WASHINGTON -- Defrauded investors cannot sue bankers, lawyers and other third parties who did not directly mislead investors but worked with corporations that did, the Supreme Court ruled Tuesday.

The 5-3 decision rejected a broad theory of liability for parties who allegedly play a role in misleading auditors and inflating a stock price.

Writing for the court majority, Justice Anthony Kennedy said the stance urged by a group of investors would create liability beyond what Congress had intended in securities law. He also cautioned that greater liability might harm U.S. companies and deter foreign firms from doing business here.

The financial community had been awaiting a ruling in the case, Stoneridge Investment Partners v. Scientific-Atlanta, which was argued before the justices in October.

Among those closely watching the case were Enron shareholders. In a $40 billion lawsuit, they have sued Merrill Lynch mer, Credit Suisse cs and Barclays bcs, citing their roles in Enron's 2001 collapse.

Patrick Coughlin,attorney for the University of California Regents and other Enron shareholders, called the ruling "a very anti-investor decision" that will hurt the biggest fraud cases — "the Enrons and WorldComs of the world."

A federal appeals court had booted the Enron lawsuit, but shareholders' attorneys appealed to the Supreme Court. The court could decide as soon as Friday, likely returning the suit to the lower court in light of the Stoneridge ruling.

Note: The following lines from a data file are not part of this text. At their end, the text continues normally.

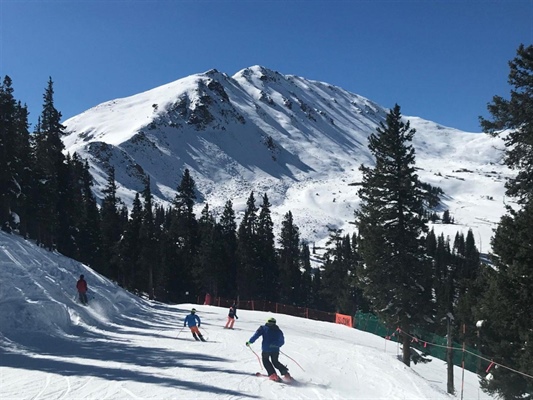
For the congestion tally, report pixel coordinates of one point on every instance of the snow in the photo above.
(321, 137)
(124, 347)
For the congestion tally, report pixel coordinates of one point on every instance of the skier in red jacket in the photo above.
(82, 290)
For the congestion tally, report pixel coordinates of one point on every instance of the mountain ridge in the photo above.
(298, 140)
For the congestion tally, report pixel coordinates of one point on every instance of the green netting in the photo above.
(428, 343)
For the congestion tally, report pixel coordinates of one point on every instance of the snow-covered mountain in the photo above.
(300, 141)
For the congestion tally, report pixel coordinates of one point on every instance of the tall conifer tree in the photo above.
(391, 227)
(505, 308)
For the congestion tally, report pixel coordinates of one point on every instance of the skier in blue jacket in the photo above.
(272, 341)
(191, 320)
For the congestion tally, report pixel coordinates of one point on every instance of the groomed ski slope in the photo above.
(123, 347)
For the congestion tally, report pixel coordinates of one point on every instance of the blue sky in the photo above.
(441, 60)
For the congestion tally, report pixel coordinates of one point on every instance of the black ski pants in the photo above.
(269, 366)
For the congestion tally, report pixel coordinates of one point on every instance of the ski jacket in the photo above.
(191, 320)
(272, 338)
(81, 286)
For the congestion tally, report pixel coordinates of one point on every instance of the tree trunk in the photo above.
(449, 358)
(406, 350)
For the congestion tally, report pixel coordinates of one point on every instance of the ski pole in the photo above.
(258, 359)
(292, 360)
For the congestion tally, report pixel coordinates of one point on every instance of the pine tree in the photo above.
(228, 261)
(208, 273)
(49, 160)
(149, 238)
(391, 227)
(130, 247)
(266, 252)
(505, 308)
(249, 274)
(183, 236)
(306, 285)
(515, 115)
(9, 185)
(338, 278)
(112, 228)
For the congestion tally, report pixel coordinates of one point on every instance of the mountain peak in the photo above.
(300, 141)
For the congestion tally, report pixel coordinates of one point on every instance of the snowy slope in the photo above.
(299, 141)
(122, 347)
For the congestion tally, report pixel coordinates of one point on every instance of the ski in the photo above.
(281, 380)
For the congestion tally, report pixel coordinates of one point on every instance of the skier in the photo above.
(232, 315)
(191, 320)
(272, 340)
(81, 285)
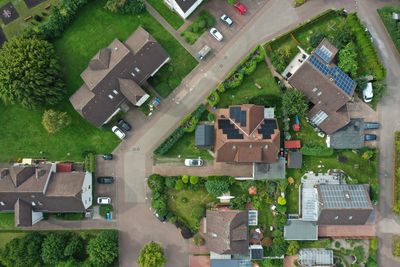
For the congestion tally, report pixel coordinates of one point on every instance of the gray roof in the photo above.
(300, 230)
(204, 135)
(295, 160)
(265, 171)
(316, 257)
(349, 137)
(344, 196)
(230, 263)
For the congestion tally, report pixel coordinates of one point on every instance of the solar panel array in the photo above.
(238, 115)
(229, 129)
(342, 80)
(344, 196)
(267, 128)
(324, 53)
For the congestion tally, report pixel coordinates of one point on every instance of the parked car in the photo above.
(124, 125)
(105, 180)
(162, 219)
(240, 7)
(370, 137)
(107, 156)
(368, 93)
(118, 132)
(103, 200)
(371, 125)
(216, 34)
(227, 20)
(194, 162)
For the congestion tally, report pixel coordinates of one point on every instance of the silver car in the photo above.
(216, 34)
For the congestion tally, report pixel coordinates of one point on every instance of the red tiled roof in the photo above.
(292, 144)
(64, 167)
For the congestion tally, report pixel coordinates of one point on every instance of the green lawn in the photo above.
(391, 25)
(248, 90)
(6, 237)
(189, 205)
(171, 17)
(18, 25)
(7, 221)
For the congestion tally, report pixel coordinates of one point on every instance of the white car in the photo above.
(216, 34)
(368, 93)
(194, 162)
(118, 132)
(103, 200)
(227, 20)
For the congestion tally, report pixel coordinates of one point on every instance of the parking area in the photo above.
(217, 8)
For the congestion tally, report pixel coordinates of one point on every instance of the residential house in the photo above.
(183, 7)
(115, 76)
(245, 134)
(316, 257)
(325, 85)
(31, 190)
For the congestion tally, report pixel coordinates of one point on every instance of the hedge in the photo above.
(316, 150)
(392, 26)
(366, 47)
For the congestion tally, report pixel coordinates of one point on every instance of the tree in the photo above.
(126, 6)
(23, 251)
(54, 121)
(53, 248)
(348, 59)
(293, 248)
(103, 249)
(294, 102)
(151, 255)
(216, 186)
(30, 73)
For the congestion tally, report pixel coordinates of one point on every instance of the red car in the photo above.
(240, 7)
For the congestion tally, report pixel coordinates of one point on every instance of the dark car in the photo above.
(124, 125)
(370, 137)
(105, 180)
(107, 156)
(371, 125)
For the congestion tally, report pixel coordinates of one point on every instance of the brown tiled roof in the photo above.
(137, 59)
(22, 213)
(323, 92)
(253, 147)
(227, 231)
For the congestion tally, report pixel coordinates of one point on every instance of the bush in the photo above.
(316, 150)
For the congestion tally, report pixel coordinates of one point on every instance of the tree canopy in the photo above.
(294, 103)
(151, 255)
(30, 73)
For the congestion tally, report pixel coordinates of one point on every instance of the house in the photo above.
(349, 137)
(204, 136)
(31, 190)
(245, 134)
(183, 7)
(227, 232)
(316, 257)
(325, 85)
(115, 75)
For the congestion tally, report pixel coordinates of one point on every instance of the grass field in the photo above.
(248, 89)
(18, 25)
(189, 205)
(7, 221)
(171, 17)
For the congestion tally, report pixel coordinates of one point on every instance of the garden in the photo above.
(203, 22)
(357, 55)
(60, 248)
(391, 25)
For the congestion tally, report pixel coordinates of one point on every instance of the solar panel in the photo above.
(341, 79)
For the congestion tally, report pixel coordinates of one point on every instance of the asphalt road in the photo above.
(136, 222)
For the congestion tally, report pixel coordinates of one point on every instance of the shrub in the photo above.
(316, 150)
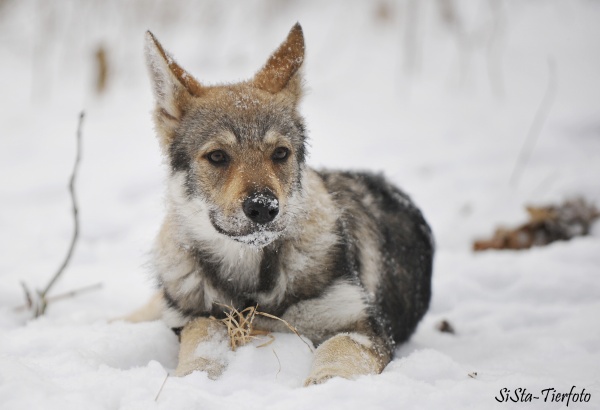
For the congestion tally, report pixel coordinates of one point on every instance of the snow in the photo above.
(446, 122)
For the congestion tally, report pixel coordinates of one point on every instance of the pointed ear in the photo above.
(281, 72)
(171, 84)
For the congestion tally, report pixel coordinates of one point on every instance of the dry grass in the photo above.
(240, 326)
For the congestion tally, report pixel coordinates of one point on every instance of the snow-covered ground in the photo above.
(442, 102)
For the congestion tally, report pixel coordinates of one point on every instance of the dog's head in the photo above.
(237, 151)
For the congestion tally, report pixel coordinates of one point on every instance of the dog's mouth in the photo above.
(253, 234)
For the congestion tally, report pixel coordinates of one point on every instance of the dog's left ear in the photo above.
(282, 70)
(171, 84)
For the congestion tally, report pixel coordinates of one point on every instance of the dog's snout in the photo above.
(261, 207)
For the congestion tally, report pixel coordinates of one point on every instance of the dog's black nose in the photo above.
(261, 207)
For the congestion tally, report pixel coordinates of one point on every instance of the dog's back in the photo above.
(345, 257)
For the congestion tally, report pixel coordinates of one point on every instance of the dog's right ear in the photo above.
(171, 84)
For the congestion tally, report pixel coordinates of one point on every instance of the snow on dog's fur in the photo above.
(345, 257)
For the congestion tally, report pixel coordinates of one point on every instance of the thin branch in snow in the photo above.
(538, 123)
(161, 387)
(278, 361)
(43, 301)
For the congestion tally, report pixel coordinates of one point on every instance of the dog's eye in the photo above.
(218, 157)
(280, 154)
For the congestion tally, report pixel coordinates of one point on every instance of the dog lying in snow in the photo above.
(345, 257)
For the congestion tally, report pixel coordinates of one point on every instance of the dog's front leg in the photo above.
(197, 351)
(346, 355)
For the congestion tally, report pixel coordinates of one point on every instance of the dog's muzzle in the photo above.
(261, 207)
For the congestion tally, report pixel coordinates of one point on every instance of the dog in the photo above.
(345, 257)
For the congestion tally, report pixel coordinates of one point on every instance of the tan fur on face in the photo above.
(250, 169)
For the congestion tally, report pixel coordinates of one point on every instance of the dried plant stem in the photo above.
(40, 308)
(161, 387)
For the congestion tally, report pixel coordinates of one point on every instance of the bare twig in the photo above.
(537, 124)
(495, 47)
(43, 294)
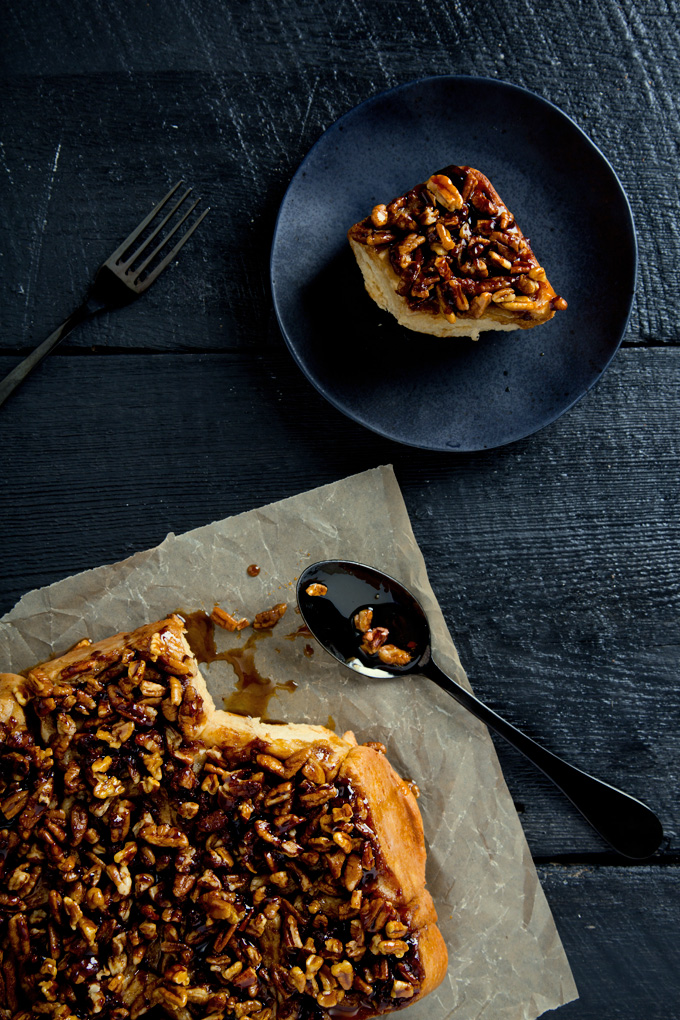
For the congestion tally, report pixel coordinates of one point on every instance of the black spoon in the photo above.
(627, 824)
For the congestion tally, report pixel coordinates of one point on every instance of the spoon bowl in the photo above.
(331, 594)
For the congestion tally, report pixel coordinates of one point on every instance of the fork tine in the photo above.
(128, 242)
(161, 244)
(139, 252)
(168, 258)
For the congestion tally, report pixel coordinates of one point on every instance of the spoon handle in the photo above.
(627, 824)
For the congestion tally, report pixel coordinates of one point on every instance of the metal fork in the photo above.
(120, 279)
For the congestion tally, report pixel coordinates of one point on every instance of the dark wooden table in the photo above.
(555, 559)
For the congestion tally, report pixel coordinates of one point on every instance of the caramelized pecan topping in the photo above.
(142, 873)
(456, 247)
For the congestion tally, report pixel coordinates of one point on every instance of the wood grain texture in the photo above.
(551, 558)
(232, 97)
(555, 560)
(619, 927)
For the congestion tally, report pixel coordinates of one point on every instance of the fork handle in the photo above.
(87, 310)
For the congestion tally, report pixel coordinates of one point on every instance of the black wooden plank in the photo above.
(233, 96)
(555, 559)
(619, 927)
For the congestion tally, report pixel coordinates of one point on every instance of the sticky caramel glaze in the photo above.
(254, 692)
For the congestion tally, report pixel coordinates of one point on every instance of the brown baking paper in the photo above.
(506, 958)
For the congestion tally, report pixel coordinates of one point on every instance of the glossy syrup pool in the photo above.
(253, 692)
(352, 588)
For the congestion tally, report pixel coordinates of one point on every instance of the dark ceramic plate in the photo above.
(454, 395)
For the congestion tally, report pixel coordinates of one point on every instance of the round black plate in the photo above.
(456, 394)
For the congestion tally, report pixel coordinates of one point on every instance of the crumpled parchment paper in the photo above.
(506, 958)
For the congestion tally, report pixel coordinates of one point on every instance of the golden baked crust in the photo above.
(448, 258)
(162, 858)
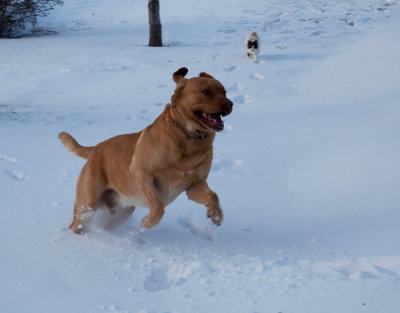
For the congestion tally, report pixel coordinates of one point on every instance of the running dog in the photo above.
(153, 167)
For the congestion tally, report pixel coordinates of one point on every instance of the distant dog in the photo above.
(152, 167)
(252, 46)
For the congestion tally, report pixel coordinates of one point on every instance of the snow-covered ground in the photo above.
(307, 169)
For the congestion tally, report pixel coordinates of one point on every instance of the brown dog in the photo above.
(152, 167)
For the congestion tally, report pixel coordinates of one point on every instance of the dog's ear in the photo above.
(202, 74)
(179, 75)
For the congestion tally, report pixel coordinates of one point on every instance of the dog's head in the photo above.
(200, 102)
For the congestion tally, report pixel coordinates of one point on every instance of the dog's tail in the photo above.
(73, 146)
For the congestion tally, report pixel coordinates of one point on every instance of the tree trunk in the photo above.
(155, 24)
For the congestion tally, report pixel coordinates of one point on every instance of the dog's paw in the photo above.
(215, 213)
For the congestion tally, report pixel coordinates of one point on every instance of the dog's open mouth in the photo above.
(212, 120)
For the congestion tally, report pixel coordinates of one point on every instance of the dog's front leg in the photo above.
(201, 193)
(145, 183)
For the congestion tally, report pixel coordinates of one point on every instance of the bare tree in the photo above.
(155, 24)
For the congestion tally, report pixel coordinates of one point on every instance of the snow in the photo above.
(306, 169)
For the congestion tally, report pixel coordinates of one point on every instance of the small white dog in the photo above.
(252, 46)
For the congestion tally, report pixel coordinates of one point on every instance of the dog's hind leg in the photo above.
(90, 186)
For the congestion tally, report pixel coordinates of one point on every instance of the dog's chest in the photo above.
(173, 179)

Scientific-Atlanta hailed the decision. In a statement, Susan Hurd,a partner at Alston & Birdfor the firm, said the court correctly refused to allow rampant liability "that would reach potentially the whole marketplace in which the primary defendant did business."

Tuesday's case was brought by investors in Charter Communications chtr, a cable company, against Scientific-Atlanta and Motorola mot, which sold cable boxes to Charter. Investors in Charter claimed the company overpaid for the boxes, with the understanding that suppliers would return the overpayment by purchasing advertising from Charter.

That transaction allegedly allowed Charter to record the advertising purchases as millions in extra revenue and, as Kennedy wrote, "to fool its auditor into approving a financial statement showing it met projected revenue and operating cash-flow numbers."

Stoneridge Investment, the lead plaintiff, sued under a federal securities provision prohibiting deceptive statements and sought to impose liability on the suppliers.

Kennedy rejected expanded liability in private lawsuits for suppliers and others not directly involved in the public deception. He said the key test for liability is whether investors relied on an entity's actions or statements. Kennedy said investors had no knowledge of deceptive acts during the time in question.

The ruling affirmed a decision by the U.S. Court of Appeals for the 8th Circuit throwing out the lawsuit.

Justice Stevens, writing in dissent, said investors relied on Charter's revenue statements when they decided to invest in the company and in doing so relied on the suppliers' fraud.